Deployment Artifact Format (tar.gz)
When a workflow is deployed, Agent Studio packages it into a tar.gz archive that the workflow engine can execute independently. This format differs from the template ZIP — it contains runtime-resolved data rather than template blueprints.
Archive Structure
artifact.tar.gz
├── workflow.yaml # REQUIRED: artifact type descriptor
├── collated_input.json # REQUIRED: complete runtime definition
└── studio-data/ # Tool code and workflow files
└── workflows/
└── {workflow_directory_name}/
└── tools/
└── {tool_slug}/
├── tool.py
├── requirements.txt
└── [additional files]
workflow.yaml
A simple descriptor that tells the workflow engine how to load the artifact:
type: collated_input
input: collated_input.json
Currently, collated_input is the only supported artifact type. The input field points to the JSON file containing the full workflow definition.
collated_input.json
The complete runtime representation of the workflow.
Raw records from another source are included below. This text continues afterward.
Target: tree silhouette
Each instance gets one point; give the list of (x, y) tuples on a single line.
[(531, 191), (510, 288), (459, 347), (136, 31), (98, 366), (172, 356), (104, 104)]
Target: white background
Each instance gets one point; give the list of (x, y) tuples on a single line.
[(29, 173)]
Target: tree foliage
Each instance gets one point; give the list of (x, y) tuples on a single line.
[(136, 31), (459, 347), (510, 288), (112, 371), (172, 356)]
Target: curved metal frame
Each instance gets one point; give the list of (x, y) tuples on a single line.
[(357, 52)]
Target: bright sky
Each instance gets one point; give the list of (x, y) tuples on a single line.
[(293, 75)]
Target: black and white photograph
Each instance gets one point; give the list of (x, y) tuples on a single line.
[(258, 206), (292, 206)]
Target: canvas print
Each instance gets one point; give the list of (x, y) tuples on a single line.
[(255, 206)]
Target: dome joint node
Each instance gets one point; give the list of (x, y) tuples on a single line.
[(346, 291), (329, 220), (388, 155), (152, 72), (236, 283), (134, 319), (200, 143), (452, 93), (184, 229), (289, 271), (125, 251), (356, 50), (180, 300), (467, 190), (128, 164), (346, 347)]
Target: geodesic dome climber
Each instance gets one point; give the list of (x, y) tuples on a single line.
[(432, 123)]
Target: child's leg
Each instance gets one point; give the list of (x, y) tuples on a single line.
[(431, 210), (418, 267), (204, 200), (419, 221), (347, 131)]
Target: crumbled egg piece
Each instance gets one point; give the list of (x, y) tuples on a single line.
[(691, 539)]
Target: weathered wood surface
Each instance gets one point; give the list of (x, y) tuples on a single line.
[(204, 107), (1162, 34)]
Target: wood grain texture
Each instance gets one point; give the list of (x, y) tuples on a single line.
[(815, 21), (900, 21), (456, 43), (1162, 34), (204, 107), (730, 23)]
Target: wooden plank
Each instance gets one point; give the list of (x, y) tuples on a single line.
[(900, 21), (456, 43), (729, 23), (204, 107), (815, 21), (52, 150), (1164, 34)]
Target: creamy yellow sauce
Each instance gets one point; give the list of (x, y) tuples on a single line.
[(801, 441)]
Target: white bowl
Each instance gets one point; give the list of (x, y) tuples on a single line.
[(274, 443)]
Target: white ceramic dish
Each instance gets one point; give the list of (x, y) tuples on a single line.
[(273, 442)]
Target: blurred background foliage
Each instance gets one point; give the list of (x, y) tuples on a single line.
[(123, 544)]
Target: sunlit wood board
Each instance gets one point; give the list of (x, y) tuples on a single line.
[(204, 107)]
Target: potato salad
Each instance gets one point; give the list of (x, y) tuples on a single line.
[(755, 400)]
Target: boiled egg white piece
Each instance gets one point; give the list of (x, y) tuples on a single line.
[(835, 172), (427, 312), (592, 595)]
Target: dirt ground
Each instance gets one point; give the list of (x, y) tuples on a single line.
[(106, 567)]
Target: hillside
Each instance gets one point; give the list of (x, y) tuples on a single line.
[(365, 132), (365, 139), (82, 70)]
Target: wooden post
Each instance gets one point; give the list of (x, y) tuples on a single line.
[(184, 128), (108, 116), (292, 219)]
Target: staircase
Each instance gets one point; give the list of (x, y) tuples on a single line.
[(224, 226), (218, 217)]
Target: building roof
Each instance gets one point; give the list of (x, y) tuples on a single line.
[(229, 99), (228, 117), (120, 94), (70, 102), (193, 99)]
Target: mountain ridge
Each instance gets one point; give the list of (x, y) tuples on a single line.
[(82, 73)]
See CollatedInput Schema for the full specification.
studio-data/ Subtree
The studio-data/ directory is a filtered copy of the project’s studio-data/:
- Only the specific workflow’s directory under
studio-data/workflows/is included tool_templates/,temp_files/, anddeployable_workflows/are excluded- Within tool directories, the following are excluded:
.venv/.next/node_modules/.nvm/.requirements_hash.txt
How the Engine Consumes Artifacts
- The engine extracts the tar.gz to a temporary directory
- Reads
workflow.yamlto determine the artifact type - Loads
collated_input.jsonand parses it into theCollatedInputPydantic model - Resolves tool paths relative to the extracted directory
- Creates virtual environments for each tool from their
requirements.txt - Executes the workflow using CrewAI or LangGraph based on the artifact contents
LangGraph Artifact Alternative
LangGraph workflows use a different artifact structure, detected by the presence of langgraph.json:
langgraph_artifact/
├── langgraph.json # LangGraph graph definition
├── pyproject.toml # Dependencies (installed via pip)
├── .env # Optional environment variables
└── src/
└── graph.py # Graph implementation
The langgraph.json schema:
{
"graphs": {
"graph_name": "src/graph.py:graph_symbol"
}
}
Currently limited to a single graph per artifact. Dependencies are installed via pip install . from the artifact root.